SSL復号化のためのOCI Network Firewallの使用 (2023/04/27)

SSL復号化のためのOCI Network Firewallの使用 (2023/04/27)

https://blogs.oracle.com/cloud-infrastructure/post/oci-network-firewall-ssl-decryption

投稿者:Sachin Sharma | Cloud Networking Specialist

Luis Catalan Hernandez | Cloud Networking Specialist


Oracle Cloud Infrastructure (OCI) Network Firewall は、次世代ファイアウォール (NGFW) 機能を拡張したクラウドネイティブファイアウォールサービスであり、OCIワークロードを保護し、サードパーティの仮想ファイアウォール・アプライアンスのデプロイに関連する運用上および管理上の複雑さなく、サイバー攻撃に対する一元的な保護を提供します。OCI Network Firewallは、Palo Alto NGFWテクノロジに基づいています。

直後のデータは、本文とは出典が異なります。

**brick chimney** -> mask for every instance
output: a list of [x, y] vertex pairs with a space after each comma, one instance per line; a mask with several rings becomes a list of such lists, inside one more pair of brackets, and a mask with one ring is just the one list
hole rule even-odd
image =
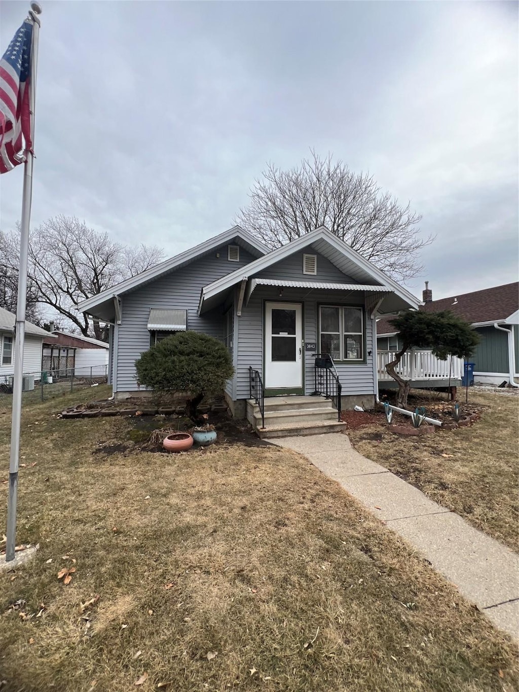
[[421, 292], [421, 300], [424, 302], [432, 302], [432, 291], [429, 288], [429, 282], [426, 282], [426, 287]]

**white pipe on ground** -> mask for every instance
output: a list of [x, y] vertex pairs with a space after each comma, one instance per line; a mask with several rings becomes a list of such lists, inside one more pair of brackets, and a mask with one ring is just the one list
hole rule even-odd
[[509, 382], [511, 387], [519, 388], [519, 385], [516, 384], [513, 379], [515, 367], [513, 363], [514, 347], [513, 347], [513, 327], [511, 326], [509, 329], [505, 329], [504, 327], [500, 327], [497, 322], [494, 322], [494, 327], [500, 331], [506, 331], [508, 334], [508, 372]]

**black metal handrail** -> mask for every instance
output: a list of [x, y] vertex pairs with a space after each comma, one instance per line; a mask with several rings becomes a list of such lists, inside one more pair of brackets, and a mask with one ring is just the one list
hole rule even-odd
[[251, 399], [253, 399], [262, 415], [262, 428], [265, 427], [265, 388], [263, 386], [262, 376], [257, 370], [248, 366], [248, 387]]
[[328, 353], [316, 354], [313, 365], [314, 394], [320, 394], [334, 401], [337, 404], [338, 420], [340, 421], [341, 392], [343, 385], [340, 384], [338, 376], [331, 368], [335, 369], [334, 361]]

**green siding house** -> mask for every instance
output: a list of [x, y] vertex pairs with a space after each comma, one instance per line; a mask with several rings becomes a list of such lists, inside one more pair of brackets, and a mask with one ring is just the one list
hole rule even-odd
[[[432, 300], [426, 282], [424, 304], [428, 312], [450, 310], [469, 322], [481, 337], [471, 361], [475, 384], [511, 386], [519, 383], [519, 282], [495, 286], [463, 295]], [[379, 351], [397, 350], [398, 334], [384, 318], [376, 324]]]

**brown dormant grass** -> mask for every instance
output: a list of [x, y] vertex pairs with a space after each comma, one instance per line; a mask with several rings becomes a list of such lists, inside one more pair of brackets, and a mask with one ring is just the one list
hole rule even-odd
[[416, 438], [393, 435], [384, 424], [349, 437], [362, 454], [517, 550], [519, 397], [471, 390], [468, 397], [482, 407], [471, 428]]
[[[10, 692], [517, 689], [510, 640], [304, 457], [134, 453], [127, 421], [52, 410], [24, 415], [18, 536], [40, 549], [0, 575]], [[4, 415], [6, 472], [8, 446]]]

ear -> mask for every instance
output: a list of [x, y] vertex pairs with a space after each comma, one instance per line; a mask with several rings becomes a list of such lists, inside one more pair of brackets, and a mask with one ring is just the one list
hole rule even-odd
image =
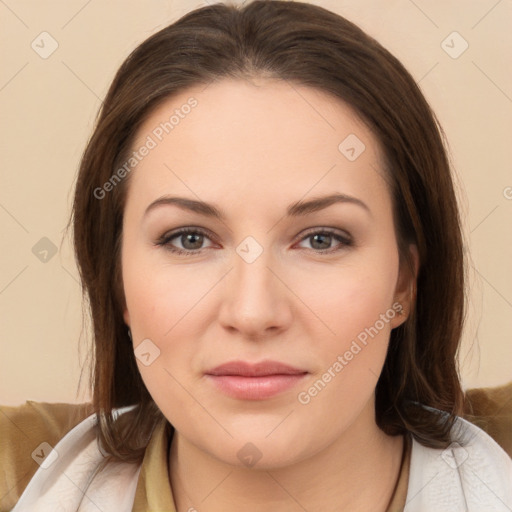
[[130, 313], [128, 312], [128, 308], [126, 306], [124, 306], [124, 309], [123, 309], [123, 318], [124, 318], [124, 323], [130, 327]]
[[393, 309], [398, 314], [390, 322], [392, 329], [402, 325], [407, 320], [416, 299], [420, 257], [416, 244], [410, 244], [408, 251], [410, 261], [407, 261], [407, 258], [400, 258], [400, 268], [393, 302]]

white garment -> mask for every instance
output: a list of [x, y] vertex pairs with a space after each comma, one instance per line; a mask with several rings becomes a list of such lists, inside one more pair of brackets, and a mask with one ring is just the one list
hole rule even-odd
[[[38, 468], [12, 512], [131, 512], [141, 466], [113, 463], [94, 479], [103, 459], [95, 425], [96, 416], [91, 415], [57, 443], [57, 459]], [[413, 440], [404, 512], [511, 512], [510, 457], [462, 418], [452, 438], [457, 441], [446, 450]]]

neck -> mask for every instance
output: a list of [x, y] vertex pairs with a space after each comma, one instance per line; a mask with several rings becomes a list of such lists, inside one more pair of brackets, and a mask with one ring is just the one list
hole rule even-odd
[[373, 405], [314, 457], [271, 470], [224, 463], [175, 431], [169, 474], [177, 512], [385, 512], [400, 471], [403, 437], [377, 427]]

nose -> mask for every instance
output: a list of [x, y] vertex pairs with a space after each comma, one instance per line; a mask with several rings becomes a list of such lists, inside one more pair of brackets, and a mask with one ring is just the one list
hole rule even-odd
[[269, 251], [248, 262], [233, 254], [225, 278], [219, 322], [244, 338], [262, 339], [285, 331], [292, 322], [293, 294]]

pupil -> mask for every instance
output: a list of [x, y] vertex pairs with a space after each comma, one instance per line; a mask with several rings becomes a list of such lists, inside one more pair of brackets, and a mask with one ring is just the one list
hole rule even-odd
[[[326, 249], [330, 246], [330, 238], [331, 235], [313, 235], [314, 242], [318, 242], [320, 239], [320, 245], [322, 245], [322, 240], [324, 242], [323, 247], [317, 247], [317, 249]], [[325, 240], [328, 239], [327, 243], [325, 243]]]
[[[182, 241], [183, 247], [185, 247], [185, 249], [198, 249], [201, 247], [202, 241], [203, 241], [203, 235], [196, 235], [193, 233], [189, 233], [189, 234], [184, 235], [184, 237], [185, 237], [185, 243], [183, 243], [183, 238], [181, 241]], [[199, 244], [197, 243], [198, 241], [199, 241]], [[190, 247], [190, 246], [187, 247], [187, 244], [189, 242], [191, 242], [192, 247]], [[195, 244], [194, 244], [194, 242], [195, 242]]]

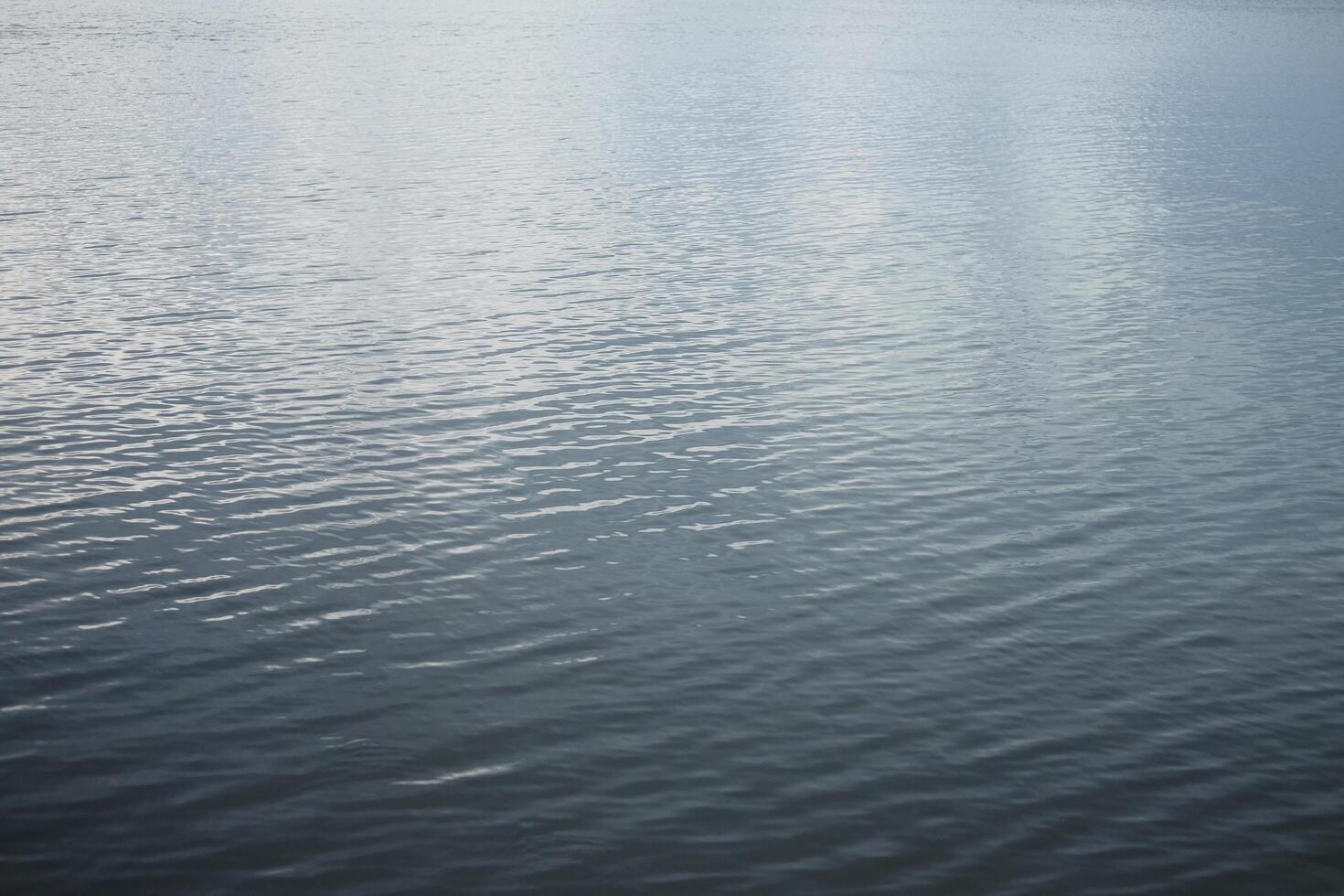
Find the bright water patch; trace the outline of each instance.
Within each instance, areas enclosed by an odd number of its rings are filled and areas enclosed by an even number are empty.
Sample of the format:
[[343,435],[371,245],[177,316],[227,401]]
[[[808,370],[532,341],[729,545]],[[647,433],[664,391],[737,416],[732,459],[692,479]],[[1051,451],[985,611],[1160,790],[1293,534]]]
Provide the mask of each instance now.
[[1339,892],[1335,3],[0,9],[7,891]]

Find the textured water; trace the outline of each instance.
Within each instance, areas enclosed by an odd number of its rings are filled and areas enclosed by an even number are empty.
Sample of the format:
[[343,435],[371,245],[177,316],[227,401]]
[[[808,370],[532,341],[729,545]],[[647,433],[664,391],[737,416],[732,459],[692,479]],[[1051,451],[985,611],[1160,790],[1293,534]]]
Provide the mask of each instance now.
[[5,892],[1344,891],[1344,7],[0,8]]

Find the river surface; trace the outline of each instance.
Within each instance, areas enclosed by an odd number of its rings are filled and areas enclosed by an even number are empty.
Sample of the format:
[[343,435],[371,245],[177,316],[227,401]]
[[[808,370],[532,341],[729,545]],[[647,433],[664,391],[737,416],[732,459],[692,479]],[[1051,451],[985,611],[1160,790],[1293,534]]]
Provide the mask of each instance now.
[[0,8],[7,893],[1344,892],[1344,4]]

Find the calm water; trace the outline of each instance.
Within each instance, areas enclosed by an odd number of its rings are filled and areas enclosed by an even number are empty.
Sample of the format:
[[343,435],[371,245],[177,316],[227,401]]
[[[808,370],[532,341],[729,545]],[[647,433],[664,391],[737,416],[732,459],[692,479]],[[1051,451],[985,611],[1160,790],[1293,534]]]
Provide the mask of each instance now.
[[1344,891],[1344,5],[0,8],[5,892]]

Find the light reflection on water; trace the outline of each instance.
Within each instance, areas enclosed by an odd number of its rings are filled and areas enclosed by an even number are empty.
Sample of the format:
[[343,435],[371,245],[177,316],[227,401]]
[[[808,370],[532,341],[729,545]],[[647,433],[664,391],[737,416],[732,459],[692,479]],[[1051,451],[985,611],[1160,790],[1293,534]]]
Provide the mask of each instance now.
[[4,880],[1344,885],[1333,4],[0,23]]

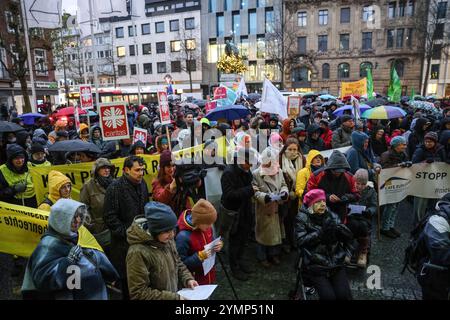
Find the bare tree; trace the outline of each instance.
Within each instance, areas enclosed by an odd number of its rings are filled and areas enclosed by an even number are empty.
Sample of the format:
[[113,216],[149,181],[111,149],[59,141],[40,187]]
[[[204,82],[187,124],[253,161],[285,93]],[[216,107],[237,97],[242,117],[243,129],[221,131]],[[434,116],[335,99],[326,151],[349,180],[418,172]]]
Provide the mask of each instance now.
[[[414,25],[417,30],[417,41],[426,63],[422,95],[426,95],[428,78],[430,77],[431,60],[450,47],[450,33],[445,30],[446,7],[441,7],[438,0],[419,1],[416,8]],[[446,3],[446,2],[445,2]],[[422,64],[422,70],[423,70]]]

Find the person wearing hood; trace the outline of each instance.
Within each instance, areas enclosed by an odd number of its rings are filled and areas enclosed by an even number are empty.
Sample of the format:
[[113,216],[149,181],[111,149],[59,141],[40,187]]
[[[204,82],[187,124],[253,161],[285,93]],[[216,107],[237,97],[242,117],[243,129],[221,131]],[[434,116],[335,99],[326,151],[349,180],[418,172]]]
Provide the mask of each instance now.
[[177,217],[159,202],[145,205],[127,229],[126,257],[131,300],[184,300],[178,284],[194,289],[197,281],[181,261],[175,245]]
[[417,279],[422,287],[423,300],[448,300],[450,293],[450,193],[437,202],[435,210],[423,230],[426,256],[422,257],[422,267]]
[[80,201],[86,204],[91,214],[88,230],[97,239],[106,253],[111,244],[111,232],[103,219],[106,189],[114,182],[115,166],[108,159],[99,158],[92,167],[92,178],[80,190]]
[[356,181],[345,155],[333,151],[325,167],[313,172],[307,183],[307,191],[322,189],[327,196],[327,206],[346,222],[347,205],[359,200]]
[[197,201],[192,210],[183,211],[178,218],[179,231],[175,238],[177,251],[199,285],[216,282],[215,267],[207,274],[203,271],[203,261],[223,247],[223,242],[220,241],[212,250],[205,250],[205,246],[214,240],[212,226],[216,220],[216,209],[204,199]]
[[369,147],[369,136],[364,132],[352,132],[352,147],[347,151],[347,161],[350,172],[355,174],[356,170],[362,168],[369,171],[369,180],[376,182],[376,174],[381,171],[381,166],[375,163],[372,150]]
[[6,163],[0,166],[0,201],[36,208],[26,151],[18,144],[8,144],[6,158]]
[[280,205],[289,200],[289,189],[278,161],[279,152],[267,147],[261,154],[261,166],[253,172],[256,199],[256,242],[259,263],[269,268],[279,265],[282,244]]
[[46,159],[47,153],[42,144],[34,142],[30,149],[31,159],[28,167],[50,167],[52,164]]
[[51,207],[61,198],[70,199],[72,183],[70,179],[59,171],[52,170],[48,173],[48,195],[39,205],[39,210],[50,212]]
[[308,179],[316,170],[319,170],[325,165],[325,160],[318,150],[309,151],[306,156],[305,166],[297,172],[297,178],[295,181],[295,194],[299,199],[298,208],[302,206],[303,195],[306,191]]
[[303,259],[298,272],[316,288],[319,300],[351,300],[345,259],[353,235],[327,207],[325,191],[314,189],[305,195],[295,232]]
[[[88,210],[83,203],[60,199],[53,205],[48,231],[27,264],[22,284],[24,298],[108,300],[106,284],[114,283],[119,275],[103,252],[80,245],[80,228],[87,220]],[[71,286],[73,270],[79,275],[75,288]]]
[[138,156],[129,156],[123,164],[123,175],[106,189],[104,220],[111,230],[110,258],[122,282],[122,294],[128,299],[125,257],[128,251],[126,230],[138,215],[144,214],[149,201],[147,184],[144,181],[145,161]]
[[355,128],[355,121],[351,115],[343,115],[339,118],[341,126],[333,132],[331,146],[333,149],[348,147],[352,144],[351,135]]

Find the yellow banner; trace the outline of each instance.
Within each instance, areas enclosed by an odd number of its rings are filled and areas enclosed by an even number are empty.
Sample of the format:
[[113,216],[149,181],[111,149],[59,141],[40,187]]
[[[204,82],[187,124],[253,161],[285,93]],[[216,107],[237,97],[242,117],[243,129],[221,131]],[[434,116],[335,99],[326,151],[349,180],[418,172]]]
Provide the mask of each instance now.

ほぼすべての企業が従来のファイアウォールを使用して、インターネット (南北方向のトラフィック) と内部トラフィック (東西方向のトラフィック) にさらされるワークロードを保護しています。しかし、より多くの顧客は、IP ヘッダーのみをフィルタリングし、レイヤー 4 (トランスポート層) に焦点を当てる従来のファイアウォールでは不十分であることを認識しています。高度な攻撃はますます巧妙化しており、OSI モデルのレイヤー 4 ~ 7 で発生し、主にアプリケーション レイヤーに焦点を当てています。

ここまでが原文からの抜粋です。